The Years of Potato and Maize

If you're not familiar with Kim Stanley Robinson's The Years of Rice and Salt, it's when the Black Death kills 99% of everyone living in Europe, setting up for the dominance of the Middle East and China. Well this is a bit different. The Black Death kills 99% of Europe, the Middle East, India, China and Egypt. Basically, everyone along the Silk Road.

What happens to the Americas, Africa and Oceania?
 

Stephen

Banned
99% still leaves 1% alive the population will bounce back and in a few thousand years you have a repeat of OTL.
 
The one percent will still retain a lot of advantages over the New World Cultures, but a repeat of OTL? That's certainly not going to happen.

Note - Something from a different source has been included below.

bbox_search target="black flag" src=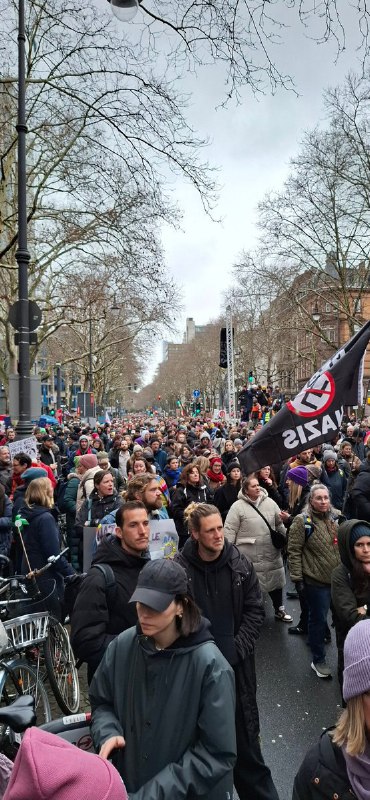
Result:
[238,321,370,474]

One of the few severe flaws of the book is that it has the non-European world behaving almost exactly as it did with Europe. The Chinese, for example, at first behave almost exactly as in OTL, despite the fact that the importation of New World crops radically altered the status quo there. Then they go and discover the New World not long after Columbus did. Then a random Uzbek state develops the entire proto-Scientific Revolution and Scientific Revolution (that took Europe centuries) all in about 20 years. By the modern era they appear entirely caught up with OTL. A more realistic take would have much slower technological development. Similarly, it would be questionable whether the Amerindians would have caught up, given even a thousand years to do so.

Still it'd be interesting to see what they would have done with all that time. The continents were always undergoing change - it'd be fascinating to see where it went.
 
The one percent will still retain a lot of advantages over the New World Cultures, but a repeat of OTL? That's certainly not going to happen.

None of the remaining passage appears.